12 ways grandparents can be everyday mentors

January is National Mentoring Month. The National Mentoring Month website provides oodles of information and plenty of reasons why mentoring matters, noting that — to name just a few — kids with mentors:

  • have better school attendance, better attitudes about school and a better chance of going on to higher education;
  • are 46 percent less likely than their peers to start using illegal drugs and 27 percent less likely to start drinking;
  • and have reduced depressive symptoms — "a particularly noteworthy finding given that almost one in four youth reported worrisome levels of these symptoms at baseline."

To be a mentor "...you don't need special skills, just an ability to listen and to offer friendship, guidance and encouragement to a young person," the site states.

I'd say that's pretty much what grandparents do on a regular basis.

For more concrete direction on mentoring your grandchildren, though, consider the following:

grandparents as mentors

12 ways grandparents can be everyday mentors

■ Share knowledge and life experiences.

■ Provide guidance and advice.

■ Listen, showing genuine interest in questions and concerns.

■ Inspire.

■ Offer encouragement.

■ Be open and honest.

■ Help set goals.

■ Coach new skills.

■ Support new interests and efforts.

■ Discuss educational opportunities.

■ Explore different careers, regardless of how unrealistic they may seem.

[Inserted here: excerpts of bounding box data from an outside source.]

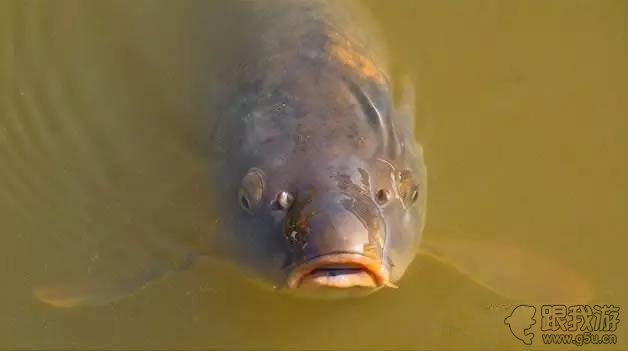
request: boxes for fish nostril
[375,189,390,205]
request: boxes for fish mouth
[287,253,394,290]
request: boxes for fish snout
[286,193,391,291]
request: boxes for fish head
[218,136,424,298]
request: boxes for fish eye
[238,168,264,213]
[375,189,390,206]
[275,190,294,210]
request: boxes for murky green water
[0,1,628,349]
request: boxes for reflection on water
[0,1,628,348]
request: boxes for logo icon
[504,305,536,345]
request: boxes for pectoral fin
[419,239,593,304]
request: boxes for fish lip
[287,253,390,289]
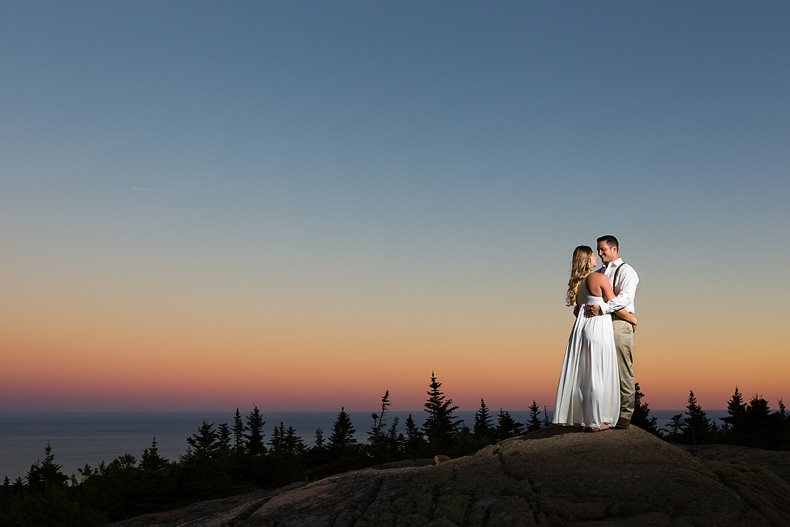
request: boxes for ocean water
[0,410,727,482]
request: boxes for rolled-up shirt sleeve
[601,265,639,314]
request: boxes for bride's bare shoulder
[587,273,609,284]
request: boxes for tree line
[0,373,790,527]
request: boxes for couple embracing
[553,235,639,432]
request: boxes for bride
[553,245,637,432]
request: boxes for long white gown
[553,278,620,428]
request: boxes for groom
[584,234,639,428]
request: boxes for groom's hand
[584,304,601,317]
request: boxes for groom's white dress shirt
[596,258,639,315]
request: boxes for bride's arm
[600,275,637,331]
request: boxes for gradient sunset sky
[0,0,790,412]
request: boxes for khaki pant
[612,317,636,420]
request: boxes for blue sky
[0,1,790,409]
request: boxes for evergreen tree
[403,414,428,458]
[721,386,746,445]
[422,372,461,452]
[744,395,787,449]
[683,391,713,445]
[244,406,266,457]
[527,400,543,432]
[497,408,524,441]
[474,398,496,444]
[181,419,219,465]
[631,383,661,436]
[661,414,685,441]
[313,426,324,448]
[368,390,398,463]
[27,443,69,492]
[217,423,233,459]
[329,406,357,451]
[231,408,248,457]
[140,436,168,473]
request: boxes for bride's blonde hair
[565,245,593,306]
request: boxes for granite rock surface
[114,426,790,527]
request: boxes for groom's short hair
[597,234,620,252]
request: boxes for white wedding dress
[553,278,620,428]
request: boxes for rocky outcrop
[110,427,790,527]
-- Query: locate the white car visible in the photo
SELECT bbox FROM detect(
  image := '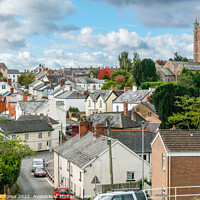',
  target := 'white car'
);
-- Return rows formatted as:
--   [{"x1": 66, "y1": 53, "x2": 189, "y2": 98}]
[{"x1": 94, "y1": 191, "x2": 147, "y2": 200}]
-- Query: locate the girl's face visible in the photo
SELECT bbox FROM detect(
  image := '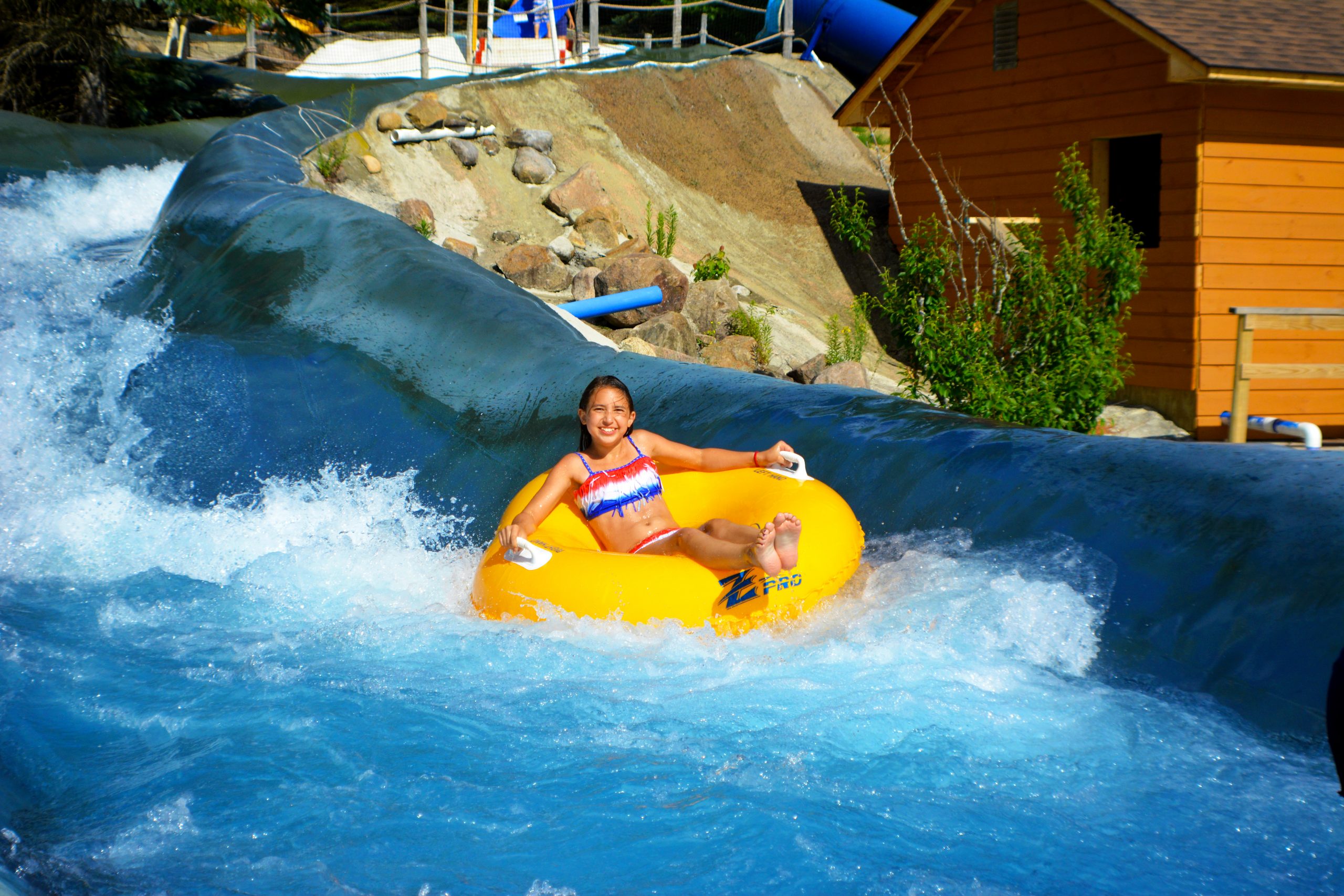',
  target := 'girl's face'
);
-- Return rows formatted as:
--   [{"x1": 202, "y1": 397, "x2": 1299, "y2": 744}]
[{"x1": 579, "y1": 385, "x2": 634, "y2": 452}]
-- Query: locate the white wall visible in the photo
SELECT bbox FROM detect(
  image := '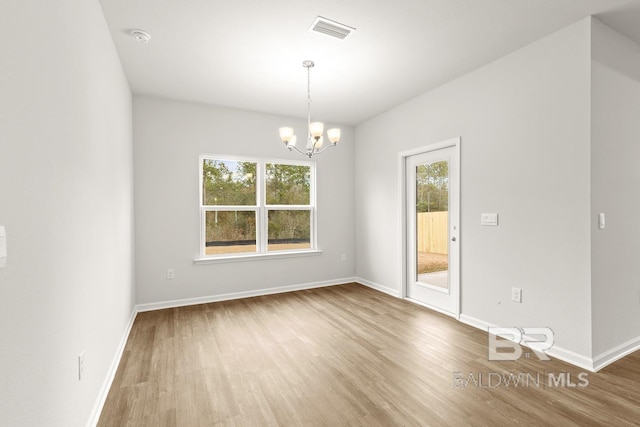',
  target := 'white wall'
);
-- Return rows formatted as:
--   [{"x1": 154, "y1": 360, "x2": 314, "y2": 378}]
[
  {"x1": 134, "y1": 96, "x2": 355, "y2": 304},
  {"x1": 591, "y1": 20, "x2": 640, "y2": 362},
  {"x1": 0, "y1": 0, "x2": 134, "y2": 426},
  {"x1": 356, "y1": 20, "x2": 591, "y2": 357}
]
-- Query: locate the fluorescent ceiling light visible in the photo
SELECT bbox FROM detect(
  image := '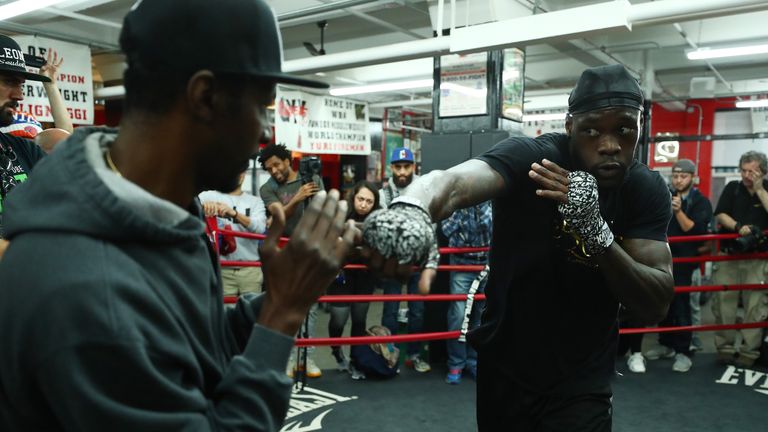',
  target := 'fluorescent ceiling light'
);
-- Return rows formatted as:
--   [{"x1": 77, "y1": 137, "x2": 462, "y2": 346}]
[
  {"x1": 736, "y1": 99, "x2": 768, "y2": 108},
  {"x1": 0, "y1": 0, "x2": 64, "y2": 21},
  {"x1": 523, "y1": 112, "x2": 565, "y2": 121},
  {"x1": 687, "y1": 44, "x2": 768, "y2": 60},
  {"x1": 330, "y1": 79, "x2": 433, "y2": 96}
]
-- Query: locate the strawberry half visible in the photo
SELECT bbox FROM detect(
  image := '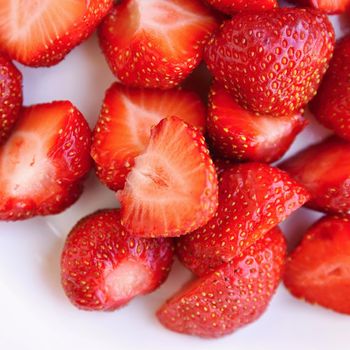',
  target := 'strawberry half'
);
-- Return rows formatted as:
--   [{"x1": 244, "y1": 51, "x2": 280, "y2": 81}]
[
  {"x1": 310, "y1": 35, "x2": 350, "y2": 141},
  {"x1": 279, "y1": 137, "x2": 350, "y2": 214},
  {"x1": 61, "y1": 210, "x2": 173, "y2": 310},
  {"x1": 208, "y1": 83, "x2": 307, "y2": 163},
  {"x1": 91, "y1": 83, "x2": 206, "y2": 191},
  {"x1": 0, "y1": 101, "x2": 91, "y2": 220},
  {"x1": 157, "y1": 227, "x2": 286, "y2": 338},
  {"x1": 205, "y1": 8, "x2": 334, "y2": 116},
  {"x1": 176, "y1": 163, "x2": 309, "y2": 276},
  {"x1": 99, "y1": 0, "x2": 217, "y2": 89},
  {"x1": 0, "y1": 53, "x2": 22, "y2": 145},
  {"x1": 0, "y1": 0, "x2": 113, "y2": 67},
  {"x1": 118, "y1": 117, "x2": 218, "y2": 237},
  {"x1": 284, "y1": 216, "x2": 350, "y2": 314}
]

■ Provide and help identify resources that support interests, goals and dreams — books, classes, websites, outings and experiences.

The official slogan for the 2014 National Mentoring Month is, "Be someone who matters to someone who matters." As a grandparent, you're already that for your grandchildren. If you're interested in being that for someone else, too, through mentoring, find out how to get started here.

Today's question:

Whom do you mentor most often — whether child or adult, relative or not?